Here at AstroCamp, one of our most popular classes is Electricity and Magnetism. We all know know what magnets are. At the very least, you’ve probably put one on the fridge. Magnets can come in all shapes and sizes, but they all work the same way. In simple terms, they have a north pole and a south pole. When two identical poles get close, they repel, and–of course–opposites attract. That said, many things about magnets are a lot more mysterious. Scientists explain these phenomena through something called a magnetic field, and this has some pretty wild and testable consequences. One of them is known as Faraday’s Law, which says that a changing magnetic field can generate electricity through a process known as electromagnetic induction. There isn’t a lot to be said about how this works; just as gravity pulls you down, moving magnets near wire will make electricity!

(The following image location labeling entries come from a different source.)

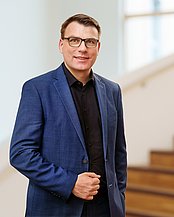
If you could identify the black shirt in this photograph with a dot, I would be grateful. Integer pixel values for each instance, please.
(86, 103)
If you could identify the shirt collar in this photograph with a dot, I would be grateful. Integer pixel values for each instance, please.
(71, 79)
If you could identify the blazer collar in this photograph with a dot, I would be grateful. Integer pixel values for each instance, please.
(101, 95)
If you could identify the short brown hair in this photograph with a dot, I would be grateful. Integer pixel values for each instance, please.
(81, 19)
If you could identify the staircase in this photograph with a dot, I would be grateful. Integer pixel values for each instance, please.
(150, 191)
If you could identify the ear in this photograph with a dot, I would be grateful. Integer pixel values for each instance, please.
(60, 45)
(98, 46)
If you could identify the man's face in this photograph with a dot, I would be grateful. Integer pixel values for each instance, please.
(79, 59)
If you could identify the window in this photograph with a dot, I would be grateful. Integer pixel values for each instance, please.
(148, 31)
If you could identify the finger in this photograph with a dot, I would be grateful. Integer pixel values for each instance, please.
(92, 175)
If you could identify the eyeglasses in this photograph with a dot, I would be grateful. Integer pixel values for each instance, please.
(76, 42)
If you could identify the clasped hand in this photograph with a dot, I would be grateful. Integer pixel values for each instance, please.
(87, 185)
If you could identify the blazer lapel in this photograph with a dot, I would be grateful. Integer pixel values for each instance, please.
(101, 94)
(64, 92)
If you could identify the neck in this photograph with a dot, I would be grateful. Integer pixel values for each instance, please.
(82, 76)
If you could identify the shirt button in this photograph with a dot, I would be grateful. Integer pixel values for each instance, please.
(85, 161)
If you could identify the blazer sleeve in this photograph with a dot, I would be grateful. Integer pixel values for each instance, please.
(120, 153)
(26, 142)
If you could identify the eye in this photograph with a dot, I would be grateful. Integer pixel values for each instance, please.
(74, 40)
(91, 41)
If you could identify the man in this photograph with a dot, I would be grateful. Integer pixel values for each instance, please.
(69, 135)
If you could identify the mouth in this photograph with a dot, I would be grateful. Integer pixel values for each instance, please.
(81, 58)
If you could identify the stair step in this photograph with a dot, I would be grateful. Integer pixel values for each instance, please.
(151, 176)
(162, 158)
(139, 213)
(150, 199)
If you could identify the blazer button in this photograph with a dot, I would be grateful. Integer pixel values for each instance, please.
(85, 161)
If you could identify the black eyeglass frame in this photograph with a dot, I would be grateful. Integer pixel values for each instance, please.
(81, 39)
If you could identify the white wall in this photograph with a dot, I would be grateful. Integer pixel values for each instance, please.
(149, 108)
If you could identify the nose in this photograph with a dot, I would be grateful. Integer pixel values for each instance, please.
(82, 46)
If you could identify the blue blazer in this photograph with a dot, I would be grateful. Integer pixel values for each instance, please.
(48, 146)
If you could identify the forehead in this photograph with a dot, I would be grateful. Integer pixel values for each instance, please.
(78, 30)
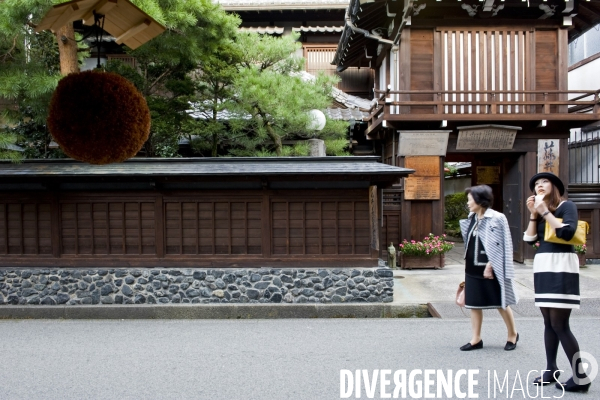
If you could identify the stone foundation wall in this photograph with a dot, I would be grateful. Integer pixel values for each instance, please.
(162, 286)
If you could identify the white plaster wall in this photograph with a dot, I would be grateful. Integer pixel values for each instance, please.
(585, 77)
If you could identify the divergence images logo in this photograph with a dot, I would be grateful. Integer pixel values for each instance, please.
(588, 366)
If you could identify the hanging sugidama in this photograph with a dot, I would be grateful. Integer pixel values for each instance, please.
(98, 117)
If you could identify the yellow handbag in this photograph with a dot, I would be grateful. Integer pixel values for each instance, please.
(580, 236)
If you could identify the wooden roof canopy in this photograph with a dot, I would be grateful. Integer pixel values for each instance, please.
(122, 19)
(374, 23)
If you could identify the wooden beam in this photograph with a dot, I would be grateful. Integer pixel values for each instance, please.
(65, 17)
(133, 31)
(102, 7)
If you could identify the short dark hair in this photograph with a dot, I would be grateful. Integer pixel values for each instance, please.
(482, 195)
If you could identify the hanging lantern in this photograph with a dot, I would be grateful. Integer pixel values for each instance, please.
(98, 117)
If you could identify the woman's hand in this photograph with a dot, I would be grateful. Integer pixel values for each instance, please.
(488, 272)
(540, 205)
(530, 207)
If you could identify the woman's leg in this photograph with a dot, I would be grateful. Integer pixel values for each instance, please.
(509, 321)
(551, 341)
(559, 318)
(476, 320)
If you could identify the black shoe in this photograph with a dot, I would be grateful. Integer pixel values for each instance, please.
(469, 346)
(549, 377)
(571, 386)
(510, 345)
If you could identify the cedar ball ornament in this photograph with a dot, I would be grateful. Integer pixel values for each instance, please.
(98, 117)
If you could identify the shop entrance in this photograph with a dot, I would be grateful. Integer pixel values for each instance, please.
(504, 174)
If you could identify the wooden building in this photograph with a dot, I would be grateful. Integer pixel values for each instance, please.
(483, 82)
(237, 212)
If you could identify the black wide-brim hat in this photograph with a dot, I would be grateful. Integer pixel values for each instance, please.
(551, 177)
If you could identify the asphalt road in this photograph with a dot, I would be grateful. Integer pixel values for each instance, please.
(267, 359)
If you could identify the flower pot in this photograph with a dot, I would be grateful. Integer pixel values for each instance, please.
(415, 262)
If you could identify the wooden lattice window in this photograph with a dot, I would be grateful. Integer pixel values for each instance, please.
(213, 227)
(25, 228)
(105, 228)
(320, 227)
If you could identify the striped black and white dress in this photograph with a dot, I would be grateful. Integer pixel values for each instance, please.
(556, 266)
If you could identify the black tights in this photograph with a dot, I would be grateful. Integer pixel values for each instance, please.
(556, 329)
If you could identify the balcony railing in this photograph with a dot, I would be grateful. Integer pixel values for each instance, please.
(521, 104)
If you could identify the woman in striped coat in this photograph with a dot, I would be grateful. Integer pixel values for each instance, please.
(489, 270)
(555, 276)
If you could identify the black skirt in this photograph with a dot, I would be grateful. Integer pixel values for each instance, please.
(480, 293)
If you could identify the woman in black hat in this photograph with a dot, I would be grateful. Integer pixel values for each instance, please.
(556, 276)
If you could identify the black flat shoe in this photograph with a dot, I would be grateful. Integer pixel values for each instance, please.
(549, 377)
(571, 386)
(510, 345)
(469, 346)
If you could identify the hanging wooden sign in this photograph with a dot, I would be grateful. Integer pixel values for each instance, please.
(423, 165)
(422, 188)
(548, 156)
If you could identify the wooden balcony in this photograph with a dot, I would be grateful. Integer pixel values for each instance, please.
(414, 109)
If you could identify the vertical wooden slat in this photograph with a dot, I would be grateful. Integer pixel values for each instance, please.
(337, 233)
(139, 227)
(159, 234)
(489, 50)
(37, 228)
(214, 226)
(519, 69)
(304, 226)
(267, 232)
(107, 229)
(473, 70)
(230, 239)
(438, 68)
(55, 226)
(483, 72)
(465, 69)
(457, 109)
(92, 227)
(497, 63)
(197, 227)
(287, 206)
(320, 227)
(511, 66)
(353, 220)
(450, 55)
(76, 229)
(123, 227)
(5, 205)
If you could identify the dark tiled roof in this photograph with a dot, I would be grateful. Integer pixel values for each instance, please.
(346, 114)
(319, 29)
(208, 167)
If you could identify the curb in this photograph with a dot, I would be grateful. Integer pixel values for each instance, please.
(217, 311)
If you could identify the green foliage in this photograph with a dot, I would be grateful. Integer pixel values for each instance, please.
(271, 88)
(455, 210)
(29, 73)
(430, 245)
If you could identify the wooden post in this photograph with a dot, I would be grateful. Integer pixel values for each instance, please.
(67, 49)
(374, 219)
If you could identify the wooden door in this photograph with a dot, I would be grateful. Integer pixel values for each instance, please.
(512, 187)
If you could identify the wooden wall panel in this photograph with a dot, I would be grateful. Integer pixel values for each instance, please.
(161, 228)
(546, 67)
(421, 66)
(25, 228)
(320, 227)
(111, 227)
(212, 227)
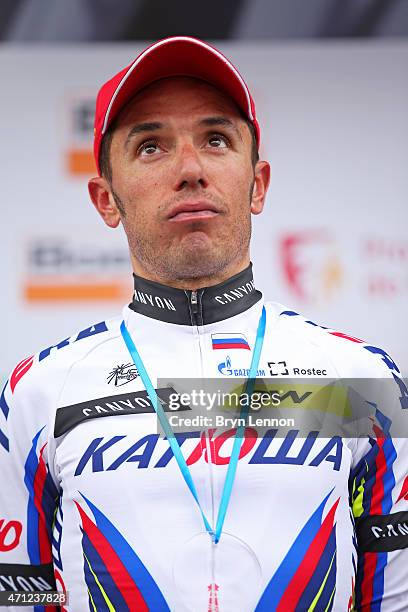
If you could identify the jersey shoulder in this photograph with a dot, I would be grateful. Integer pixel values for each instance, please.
(351, 356)
(48, 367)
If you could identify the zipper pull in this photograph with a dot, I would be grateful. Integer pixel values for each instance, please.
(194, 302)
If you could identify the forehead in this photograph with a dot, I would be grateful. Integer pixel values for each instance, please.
(177, 96)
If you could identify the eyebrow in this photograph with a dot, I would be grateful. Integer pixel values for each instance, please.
(151, 126)
(221, 121)
(154, 126)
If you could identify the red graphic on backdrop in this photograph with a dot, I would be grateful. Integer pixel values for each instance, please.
(10, 534)
(19, 371)
(310, 264)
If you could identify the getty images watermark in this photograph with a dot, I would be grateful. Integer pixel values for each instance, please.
(199, 401)
(349, 408)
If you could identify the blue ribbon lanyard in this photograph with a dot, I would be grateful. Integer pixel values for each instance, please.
(175, 447)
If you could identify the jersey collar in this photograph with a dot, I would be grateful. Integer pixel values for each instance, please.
(201, 307)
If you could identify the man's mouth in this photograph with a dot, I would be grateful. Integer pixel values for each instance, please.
(193, 211)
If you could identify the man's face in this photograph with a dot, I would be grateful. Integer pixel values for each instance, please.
(183, 180)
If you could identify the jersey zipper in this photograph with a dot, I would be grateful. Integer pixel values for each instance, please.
(194, 307)
(194, 310)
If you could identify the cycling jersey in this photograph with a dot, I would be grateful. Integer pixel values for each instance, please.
(93, 501)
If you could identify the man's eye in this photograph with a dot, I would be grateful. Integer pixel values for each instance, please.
(148, 148)
(216, 141)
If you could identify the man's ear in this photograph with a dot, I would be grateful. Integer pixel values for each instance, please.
(102, 198)
(261, 184)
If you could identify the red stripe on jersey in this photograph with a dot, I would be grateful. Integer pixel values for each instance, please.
(377, 496)
(309, 563)
(118, 572)
(19, 371)
(39, 482)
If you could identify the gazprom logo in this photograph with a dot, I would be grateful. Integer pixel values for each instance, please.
(225, 368)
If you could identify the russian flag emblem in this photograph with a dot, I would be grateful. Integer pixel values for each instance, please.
(229, 341)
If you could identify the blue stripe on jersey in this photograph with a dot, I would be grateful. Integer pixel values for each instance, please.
(30, 467)
(102, 574)
(3, 404)
(4, 441)
(141, 576)
(318, 577)
(283, 575)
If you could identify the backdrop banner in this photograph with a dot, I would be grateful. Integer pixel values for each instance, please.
(331, 244)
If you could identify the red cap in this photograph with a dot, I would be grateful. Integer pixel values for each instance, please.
(170, 57)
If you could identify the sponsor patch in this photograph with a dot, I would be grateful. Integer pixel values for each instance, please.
(383, 533)
(16, 577)
(229, 341)
(122, 374)
(113, 405)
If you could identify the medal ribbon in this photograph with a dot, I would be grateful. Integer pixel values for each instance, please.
(175, 447)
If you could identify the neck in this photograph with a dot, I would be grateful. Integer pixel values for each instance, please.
(193, 283)
(200, 306)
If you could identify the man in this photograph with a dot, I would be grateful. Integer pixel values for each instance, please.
(124, 518)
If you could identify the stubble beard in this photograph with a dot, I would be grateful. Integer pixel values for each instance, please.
(196, 256)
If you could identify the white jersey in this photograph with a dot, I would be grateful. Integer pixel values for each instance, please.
(92, 500)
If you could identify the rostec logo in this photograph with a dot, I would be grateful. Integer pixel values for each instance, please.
(108, 454)
(278, 368)
(375, 350)
(10, 534)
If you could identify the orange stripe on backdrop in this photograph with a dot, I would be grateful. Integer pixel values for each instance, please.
(75, 293)
(81, 161)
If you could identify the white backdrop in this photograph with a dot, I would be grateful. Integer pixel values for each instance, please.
(332, 242)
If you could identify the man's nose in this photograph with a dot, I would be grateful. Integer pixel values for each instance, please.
(190, 170)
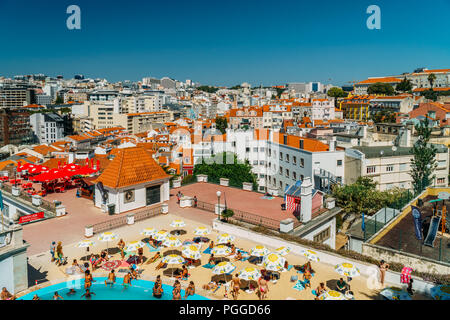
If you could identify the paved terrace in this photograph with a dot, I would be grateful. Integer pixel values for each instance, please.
(237, 199)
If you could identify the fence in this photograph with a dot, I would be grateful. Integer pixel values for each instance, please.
(247, 217)
(122, 220)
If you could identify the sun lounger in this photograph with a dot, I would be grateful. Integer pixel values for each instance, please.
(151, 248)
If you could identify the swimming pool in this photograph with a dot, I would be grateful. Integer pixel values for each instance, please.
(140, 290)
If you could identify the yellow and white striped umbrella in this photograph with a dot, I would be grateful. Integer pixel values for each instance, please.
(332, 295)
(85, 243)
(221, 250)
(107, 236)
(249, 273)
(134, 246)
(274, 262)
(192, 252)
(259, 251)
(224, 267)
(149, 232)
(178, 223)
(202, 231)
(172, 242)
(224, 238)
(347, 269)
(311, 255)
(161, 235)
(173, 259)
(283, 250)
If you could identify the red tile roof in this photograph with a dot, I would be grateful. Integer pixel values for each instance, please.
(131, 166)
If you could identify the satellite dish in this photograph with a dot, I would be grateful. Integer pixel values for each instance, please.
(444, 195)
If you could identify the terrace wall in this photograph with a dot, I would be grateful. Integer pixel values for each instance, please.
(369, 270)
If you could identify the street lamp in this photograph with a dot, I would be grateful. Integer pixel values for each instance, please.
(218, 193)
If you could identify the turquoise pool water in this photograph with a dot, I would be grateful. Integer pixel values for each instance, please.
(140, 290)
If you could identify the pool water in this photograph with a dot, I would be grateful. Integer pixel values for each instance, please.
(139, 290)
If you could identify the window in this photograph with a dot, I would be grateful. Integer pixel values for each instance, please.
(323, 235)
(371, 169)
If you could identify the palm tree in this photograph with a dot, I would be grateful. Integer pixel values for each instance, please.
(431, 79)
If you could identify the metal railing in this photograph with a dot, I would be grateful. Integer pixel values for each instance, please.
(247, 217)
(121, 221)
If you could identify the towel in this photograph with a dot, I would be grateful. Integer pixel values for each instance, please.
(152, 249)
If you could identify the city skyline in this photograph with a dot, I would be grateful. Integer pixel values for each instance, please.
(224, 44)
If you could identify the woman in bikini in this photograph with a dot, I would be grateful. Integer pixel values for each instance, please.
(383, 268)
(190, 290)
(236, 286)
(121, 246)
(263, 288)
(88, 279)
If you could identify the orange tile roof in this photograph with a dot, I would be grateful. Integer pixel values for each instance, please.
(131, 166)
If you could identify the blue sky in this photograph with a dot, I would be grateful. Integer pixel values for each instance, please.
(224, 42)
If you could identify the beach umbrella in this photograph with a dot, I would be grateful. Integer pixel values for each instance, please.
(161, 235)
(192, 252)
(173, 259)
(347, 269)
(224, 238)
(107, 237)
(259, 251)
(332, 295)
(177, 223)
(274, 262)
(149, 232)
(85, 243)
(224, 268)
(110, 265)
(311, 255)
(221, 250)
(134, 246)
(441, 292)
(202, 231)
(282, 251)
(394, 293)
(249, 273)
(172, 242)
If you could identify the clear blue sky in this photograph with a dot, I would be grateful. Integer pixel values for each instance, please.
(224, 42)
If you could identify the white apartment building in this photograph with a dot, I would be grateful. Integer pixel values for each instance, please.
(390, 166)
(48, 127)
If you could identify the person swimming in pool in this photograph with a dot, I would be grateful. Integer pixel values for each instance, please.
(88, 294)
(56, 296)
(111, 279)
(127, 280)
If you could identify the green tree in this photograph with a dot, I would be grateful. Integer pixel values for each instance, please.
(404, 86)
(423, 163)
(221, 124)
(431, 79)
(336, 92)
(381, 88)
(226, 165)
(362, 196)
(59, 100)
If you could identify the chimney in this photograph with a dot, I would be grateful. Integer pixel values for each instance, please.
(306, 199)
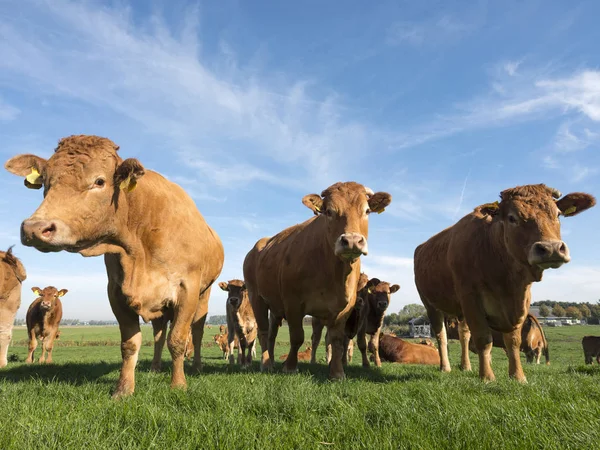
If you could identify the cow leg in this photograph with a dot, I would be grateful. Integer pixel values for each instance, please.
(439, 328)
(296, 340)
(197, 327)
(361, 341)
(32, 346)
(131, 340)
(512, 341)
(464, 336)
(317, 326)
(159, 328)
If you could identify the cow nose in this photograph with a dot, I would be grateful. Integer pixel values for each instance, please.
(352, 243)
(42, 230)
(549, 253)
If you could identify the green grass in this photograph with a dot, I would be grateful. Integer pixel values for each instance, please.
(68, 405)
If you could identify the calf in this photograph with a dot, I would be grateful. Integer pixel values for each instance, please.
(394, 349)
(481, 269)
(591, 349)
(240, 321)
(12, 275)
(43, 318)
(159, 252)
(312, 269)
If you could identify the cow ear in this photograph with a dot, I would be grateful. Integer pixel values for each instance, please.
(313, 202)
(29, 166)
(574, 203)
(379, 201)
(128, 173)
(490, 209)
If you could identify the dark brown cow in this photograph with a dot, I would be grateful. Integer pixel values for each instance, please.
(312, 269)
(591, 349)
(43, 318)
(12, 275)
(481, 269)
(533, 339)
(240, 321)
(159, 252)
(394, 349)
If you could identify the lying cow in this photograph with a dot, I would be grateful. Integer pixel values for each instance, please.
(159, 252)
(240, 321)
(12, 275)
(533, 339)
(481, 269)
(591, 349)
(312, 269)
(43, 318)
(302, 356)
(394, 349)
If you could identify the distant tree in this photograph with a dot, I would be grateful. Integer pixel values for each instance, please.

This is just a metal rod wrapped with a bunch of wire. Without any electricity going through the wire, it doesn’t do anything special. Now, let’s press the button and let electricity flow through the coil!
What is going on? Well, to explain that we have to back up a bit. Let’s start by answering this question:
What is electricity?
It is the thing that runs our light bulbs, smart phones, computers, and air conditioning but what is it on a more fundamental level? What is happening?
As you probably know, everything you have ever touched is made out of atoms, and these atoms have three parts: the positively charged proton, the negatively charged electron, and the neutral neutron. These charges determine how the particles interact; particles with identical charges push away while those with opposites attract.
Electricity, as you may have figured out by looking at the word, has to do with electrons. Electricity basically means moving electrons. However, physics has a bit of a surprise for us here. Whenever a charge is moving, it makes a magnetic field–if this word seems confusing, this is just what is produced by a magnet to push and pull on other magnets–around it in a circle. This happens every single time. You might be tempted to ask why, but I don’t have a great answer for you. This is just how nature is.
All we have done to make an electromagnet is sort of durn this trick on its head. By wrapping the wire into a coil, the circular magnetic field created every time an electron moves adds up in the middle. This kind of design is called a solenoid.
This awesome illustration shows how the circular magnetic fields around each wire add up in a solenoid to make a strong magnetic field inside. All credit goes to Paul Nylander.
Everyday Electromagnets
This might seem like a simple lab trick to convince you about the mysterious but very real connection between electricity and magnetism, but it turns out to be an incredibly useful and important design. Outside the obvious purpose of picking things up like the giant electromagnets at junkyards, electromagnets are used in speakers, hard drives, MRI machines, motors, generators, and many other things you might not expect!
CERN Large Hadron Collider
This is a view inside the Large Hadron Collider at CERN, the most powerful particle accelerator on the planet! This shoots tiny particles at very near the speed of light along a very precise track. While you might expect it to be the metal walls that keep the particles inside, the tiny particles would actually fly right out through the walls! So how do they keep those pesky particles in line? They steer them using incredible powerful superconducting electromagnets!
Solar Farms and Energy Sources
Think for a moment about how much electricity we use. Then consider where that electricity comes from. Coal, wind, and nuclear power probably come to mind–but then how do we get the electricity out of those things? The answer is actually simple: magnets! Each of the major methods of making electricity really are just finding ways to spin a turbine which is connected to a magnet! The amount of power that you get out of one of these generators depends on how many times the wire is wrapped around, how close it is to the magnet, and how strong the magnet is. This in turn makes the magnet harder to turn. If you look at a windmill, you will notice it has huge blades, allowing it to convert more wind into more power! This wind farm in Palm Springs not too far from the AstroCamp campus employs this exact technology to generate electricity from the wind!